The story Fehr told Justice Glen Poleman from the witness box when he testified in his own defence was like something from a screenplay.

Fehr's said his troubles began six years before while he and his family were still living in Chihuahua and his corn crop was failing.

It was supposed to be a loan between neighbours. Jesus Cruz handed over $30,000 and told Fehr — a farmer since leaving school to work with his father at age 13 — chilli was a better bet.

For two years, the father of four tended to the chilli plants. It became clear there had been others in on the original loan. Armed men in "fancy cars" would periodically show up to "check" the crop.

Not happy with its progress, and sensing his "business partners" were even more concerned, Cruz told Fehr he better pay back his loan — and fast. The farm equipment Fehr sold barely covered half of his debt.

Farmer moved to Alberta in 2007

The one-time farmer told the judge he moved to northern Alberta in 2007. Once he had established himself in the province by getting a job as a trucker and saving some money, Fehr says he returned to Chihuahua to repay the debt in 2009.

There though, he says he was told to forget about the debt.
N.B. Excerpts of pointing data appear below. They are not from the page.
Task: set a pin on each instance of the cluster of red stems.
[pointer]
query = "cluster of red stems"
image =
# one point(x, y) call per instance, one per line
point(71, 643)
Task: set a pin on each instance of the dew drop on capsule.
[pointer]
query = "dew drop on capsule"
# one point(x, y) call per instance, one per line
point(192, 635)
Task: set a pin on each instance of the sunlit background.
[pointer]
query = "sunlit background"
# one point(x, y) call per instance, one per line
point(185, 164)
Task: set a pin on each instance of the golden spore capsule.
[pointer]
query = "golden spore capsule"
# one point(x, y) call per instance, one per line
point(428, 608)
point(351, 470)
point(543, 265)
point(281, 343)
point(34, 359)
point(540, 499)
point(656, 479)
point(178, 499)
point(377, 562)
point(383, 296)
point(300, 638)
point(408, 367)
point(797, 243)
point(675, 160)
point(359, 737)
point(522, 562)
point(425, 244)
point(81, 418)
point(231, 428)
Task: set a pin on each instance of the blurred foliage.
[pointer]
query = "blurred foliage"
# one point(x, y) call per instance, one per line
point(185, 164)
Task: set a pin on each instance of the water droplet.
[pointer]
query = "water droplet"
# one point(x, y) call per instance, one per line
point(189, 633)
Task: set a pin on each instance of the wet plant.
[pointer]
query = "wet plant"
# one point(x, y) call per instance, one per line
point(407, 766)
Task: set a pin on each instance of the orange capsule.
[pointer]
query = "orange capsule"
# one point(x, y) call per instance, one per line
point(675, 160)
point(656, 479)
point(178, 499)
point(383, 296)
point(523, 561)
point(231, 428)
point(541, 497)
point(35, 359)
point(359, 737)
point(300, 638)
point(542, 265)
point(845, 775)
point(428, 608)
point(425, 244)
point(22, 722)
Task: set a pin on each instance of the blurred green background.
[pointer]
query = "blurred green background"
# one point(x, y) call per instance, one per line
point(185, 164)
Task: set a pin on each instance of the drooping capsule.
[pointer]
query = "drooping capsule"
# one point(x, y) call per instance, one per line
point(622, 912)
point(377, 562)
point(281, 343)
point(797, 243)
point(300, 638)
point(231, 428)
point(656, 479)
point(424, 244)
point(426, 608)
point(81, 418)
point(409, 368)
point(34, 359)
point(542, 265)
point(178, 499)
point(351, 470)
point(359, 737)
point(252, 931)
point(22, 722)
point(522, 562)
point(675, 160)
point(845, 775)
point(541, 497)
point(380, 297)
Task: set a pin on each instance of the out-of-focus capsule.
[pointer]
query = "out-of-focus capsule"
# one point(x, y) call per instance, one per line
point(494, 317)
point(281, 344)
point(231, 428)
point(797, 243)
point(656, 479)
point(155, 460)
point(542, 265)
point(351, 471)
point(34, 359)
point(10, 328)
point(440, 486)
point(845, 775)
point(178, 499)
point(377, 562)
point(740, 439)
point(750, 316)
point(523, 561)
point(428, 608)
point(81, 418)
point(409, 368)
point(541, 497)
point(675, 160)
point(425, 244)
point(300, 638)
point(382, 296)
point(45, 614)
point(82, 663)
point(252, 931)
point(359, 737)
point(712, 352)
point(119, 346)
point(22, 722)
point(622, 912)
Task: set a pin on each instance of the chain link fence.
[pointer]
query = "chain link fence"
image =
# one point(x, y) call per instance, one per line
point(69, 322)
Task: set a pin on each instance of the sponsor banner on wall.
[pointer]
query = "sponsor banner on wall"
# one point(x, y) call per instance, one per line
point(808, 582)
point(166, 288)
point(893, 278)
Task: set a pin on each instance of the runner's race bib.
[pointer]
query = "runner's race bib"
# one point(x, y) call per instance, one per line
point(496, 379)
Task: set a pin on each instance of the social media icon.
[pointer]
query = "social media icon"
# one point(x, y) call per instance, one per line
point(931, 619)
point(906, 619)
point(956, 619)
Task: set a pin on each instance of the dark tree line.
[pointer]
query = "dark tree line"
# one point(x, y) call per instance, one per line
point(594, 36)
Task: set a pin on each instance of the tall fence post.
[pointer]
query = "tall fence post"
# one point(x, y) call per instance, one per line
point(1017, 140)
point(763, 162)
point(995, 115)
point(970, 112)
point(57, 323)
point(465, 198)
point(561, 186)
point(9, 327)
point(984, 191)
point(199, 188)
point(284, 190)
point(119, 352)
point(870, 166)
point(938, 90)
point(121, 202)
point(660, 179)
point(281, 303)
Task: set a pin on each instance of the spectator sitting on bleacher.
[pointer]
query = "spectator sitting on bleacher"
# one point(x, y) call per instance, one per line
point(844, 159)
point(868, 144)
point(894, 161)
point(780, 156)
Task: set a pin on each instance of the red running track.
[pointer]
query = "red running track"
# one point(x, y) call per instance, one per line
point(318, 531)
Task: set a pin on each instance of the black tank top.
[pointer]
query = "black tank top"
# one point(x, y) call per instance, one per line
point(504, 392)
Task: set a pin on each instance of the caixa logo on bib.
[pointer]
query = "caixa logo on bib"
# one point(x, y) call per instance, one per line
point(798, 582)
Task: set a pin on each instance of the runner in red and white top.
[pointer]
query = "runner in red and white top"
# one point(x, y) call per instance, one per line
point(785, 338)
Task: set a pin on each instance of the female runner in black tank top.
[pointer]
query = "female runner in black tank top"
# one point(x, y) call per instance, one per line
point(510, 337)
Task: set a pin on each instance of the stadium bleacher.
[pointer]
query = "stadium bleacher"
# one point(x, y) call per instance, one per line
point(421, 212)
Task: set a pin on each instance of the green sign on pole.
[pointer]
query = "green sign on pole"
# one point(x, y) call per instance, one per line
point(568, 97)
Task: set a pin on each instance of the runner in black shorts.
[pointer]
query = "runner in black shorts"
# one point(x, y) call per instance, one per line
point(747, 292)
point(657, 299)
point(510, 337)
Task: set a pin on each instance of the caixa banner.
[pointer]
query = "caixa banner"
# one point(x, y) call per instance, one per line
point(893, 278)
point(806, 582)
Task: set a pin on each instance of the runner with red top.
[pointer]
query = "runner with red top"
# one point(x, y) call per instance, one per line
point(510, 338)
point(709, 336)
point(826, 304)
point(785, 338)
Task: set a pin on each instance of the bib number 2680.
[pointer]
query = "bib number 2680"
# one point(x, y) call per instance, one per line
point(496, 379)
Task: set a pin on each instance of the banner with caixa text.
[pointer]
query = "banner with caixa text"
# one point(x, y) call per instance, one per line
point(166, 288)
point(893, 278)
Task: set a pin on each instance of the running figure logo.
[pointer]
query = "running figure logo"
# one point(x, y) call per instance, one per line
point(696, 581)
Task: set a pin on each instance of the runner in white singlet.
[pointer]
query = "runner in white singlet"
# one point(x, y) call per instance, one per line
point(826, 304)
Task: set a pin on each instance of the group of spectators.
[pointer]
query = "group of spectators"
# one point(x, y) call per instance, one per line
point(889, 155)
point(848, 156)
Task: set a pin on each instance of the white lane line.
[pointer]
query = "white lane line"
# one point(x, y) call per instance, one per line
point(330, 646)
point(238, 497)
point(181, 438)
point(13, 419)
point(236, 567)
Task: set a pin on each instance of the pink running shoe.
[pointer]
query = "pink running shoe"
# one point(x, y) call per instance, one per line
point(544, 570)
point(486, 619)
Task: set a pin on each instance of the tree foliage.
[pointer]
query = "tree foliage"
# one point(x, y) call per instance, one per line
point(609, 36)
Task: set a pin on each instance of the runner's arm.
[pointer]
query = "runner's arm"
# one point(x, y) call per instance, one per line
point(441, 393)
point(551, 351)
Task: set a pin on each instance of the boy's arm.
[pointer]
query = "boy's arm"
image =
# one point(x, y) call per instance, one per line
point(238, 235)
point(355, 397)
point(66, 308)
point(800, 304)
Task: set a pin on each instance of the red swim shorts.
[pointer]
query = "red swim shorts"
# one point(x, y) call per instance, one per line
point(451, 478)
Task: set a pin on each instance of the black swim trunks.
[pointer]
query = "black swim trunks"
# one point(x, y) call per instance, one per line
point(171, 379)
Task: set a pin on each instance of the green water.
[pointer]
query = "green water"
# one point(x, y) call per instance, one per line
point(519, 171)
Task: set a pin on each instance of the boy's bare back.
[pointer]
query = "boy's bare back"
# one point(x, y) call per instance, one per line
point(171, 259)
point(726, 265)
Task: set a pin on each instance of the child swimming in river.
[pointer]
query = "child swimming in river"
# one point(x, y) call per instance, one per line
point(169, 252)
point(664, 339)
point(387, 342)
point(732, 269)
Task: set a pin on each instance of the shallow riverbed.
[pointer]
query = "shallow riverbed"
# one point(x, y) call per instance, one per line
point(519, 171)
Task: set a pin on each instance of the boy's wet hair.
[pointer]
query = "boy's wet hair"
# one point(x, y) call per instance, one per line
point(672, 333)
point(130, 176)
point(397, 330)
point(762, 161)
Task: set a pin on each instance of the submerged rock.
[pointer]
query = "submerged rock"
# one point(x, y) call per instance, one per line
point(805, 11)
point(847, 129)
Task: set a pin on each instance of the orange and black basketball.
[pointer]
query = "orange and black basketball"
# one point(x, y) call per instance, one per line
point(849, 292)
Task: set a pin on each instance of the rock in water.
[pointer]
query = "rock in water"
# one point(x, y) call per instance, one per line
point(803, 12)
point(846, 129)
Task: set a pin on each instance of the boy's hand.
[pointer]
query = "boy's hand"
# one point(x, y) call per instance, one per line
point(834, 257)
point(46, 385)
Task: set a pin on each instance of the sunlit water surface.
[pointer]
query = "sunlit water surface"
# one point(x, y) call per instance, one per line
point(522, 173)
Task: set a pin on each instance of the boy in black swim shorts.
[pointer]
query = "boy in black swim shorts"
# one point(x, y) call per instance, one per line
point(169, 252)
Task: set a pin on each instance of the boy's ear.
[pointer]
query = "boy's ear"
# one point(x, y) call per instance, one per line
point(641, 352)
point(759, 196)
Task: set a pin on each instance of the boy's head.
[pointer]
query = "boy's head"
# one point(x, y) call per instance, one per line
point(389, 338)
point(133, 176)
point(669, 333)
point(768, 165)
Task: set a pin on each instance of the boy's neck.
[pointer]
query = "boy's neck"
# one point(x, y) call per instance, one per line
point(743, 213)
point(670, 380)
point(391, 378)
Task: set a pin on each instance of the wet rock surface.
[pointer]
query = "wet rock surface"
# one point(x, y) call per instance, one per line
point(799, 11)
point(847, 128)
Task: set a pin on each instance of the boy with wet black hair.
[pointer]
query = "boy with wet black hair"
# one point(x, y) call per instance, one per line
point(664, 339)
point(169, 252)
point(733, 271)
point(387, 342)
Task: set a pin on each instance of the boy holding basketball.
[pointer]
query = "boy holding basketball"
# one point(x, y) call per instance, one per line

The creditors wanted Fehr to make three trips to Alberta with his car packed with drugs.

Fehr was ordered to leave his unlocked car with the armed men. Once it was returned, he drove to Canada with his family, crossing two international borders. Then he would receive a text when he was safely in Alberta.

A Best Western in Calgary was his next order:

"Get a good night sleep, leave the car unlocked with the keys under the mat."

Caught on 3rd trip

The trips happened successfully in the spring of 2009 and again a year later in 2010. Fehr's wife and four daughters were with him each time. 

For his third, and what he claimed to be final trip, the Fehr family returned to Chihuahua to visit family for Christmas in 2010. When they returned in January, border guards discovered the packages of pure cocaine. 

Fehr admitted that he returned to Mexico by his own free will several times, buying land, betting on horse races and visiting family. Fehr seemed to have no fear when it came to the men he said threatened to kill him and his family.

Crown prosecutor Frank Polak successfully argued Fehr's defence of duress was false.

"He took his family down on a number of occasions," said Polak, "Based on the fact that the evidence showed at trial that he was purchasing land down there, all that did not ring true."